Reputation: 8352
Say I have a dataset with 2 numerical columns and I would like to add a third column which is the product of the two (or some other function of the two existing columns). I can compute the new feature using a ColumnTransformer
:
tfs = make_column_transformer(
(FunctionTransformer(lambda X: np.sqrt(X[:,0] - X[:,1]).reshape(-1, 1)), ["colX", "colY"]),
)
(X
is a pandas DataFrame
, therefore the indexing via column names. Note also the reshape
I had to use. Maybe someone has a better idea there.)
As written above I would like to keep the original features (similar to what sklearn.preprocessing.PolynomialFeatures
is doing), i.e. use all 3 columns to fit a linear model (or generally use them in an sklearn
pipeline). How do I do this?
For example,
df = pd.DataFrame({'colX': [3, 4], 'colY': [2, 1]})
tfs = make_column_transformer(
(FunctionTransformer(lambda X: np.sqrt(X[:,0] - X[:,1]).reshape(-1, 1)), ["colX", "colY"]),
)
tfs.fit_transform(df)
gives
array([[1. ],
[1.73205081]])
but I would like to get an array that includes the original columns to pass this on in the pipeline
.
The only way I could think of is a FeatureUnion
with an identity transformation for the first two columns. Is there a more direct way?
(I would like to make a pipeline rather than change the DataFrame
so that I do not forget to make the augmentation when calling model.predict()
.)
Upvotes: 0
Views: 439
Reputation: 8352
Reading the documentation more carefully I found that it is possible to pass "special-cased strings" to "indicate to drop the columns or to pass them through untransformed, respectively."

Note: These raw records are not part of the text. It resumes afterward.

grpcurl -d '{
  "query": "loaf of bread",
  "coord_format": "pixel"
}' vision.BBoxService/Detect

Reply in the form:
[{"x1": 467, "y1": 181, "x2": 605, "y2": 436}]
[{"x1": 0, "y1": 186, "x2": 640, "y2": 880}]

So one possibility to achieve my goal is
tfs = make_column_transformer(
(FunctionTransformer(lambda X: np.sqrt(X[:,0] - X[:,1]).reshape(-1, 1)), ["colX", "colY"]),
("passthrough", df.columns)
)
yielding
array([[1. , 3. , 2. ],
[1.73205081, 4. , 1. ]])
In the end there is thus no need for FeatureUnion
but it can be done with ColumnTransformer
or make_column_transformer
alone, resp.
Upvotes: 1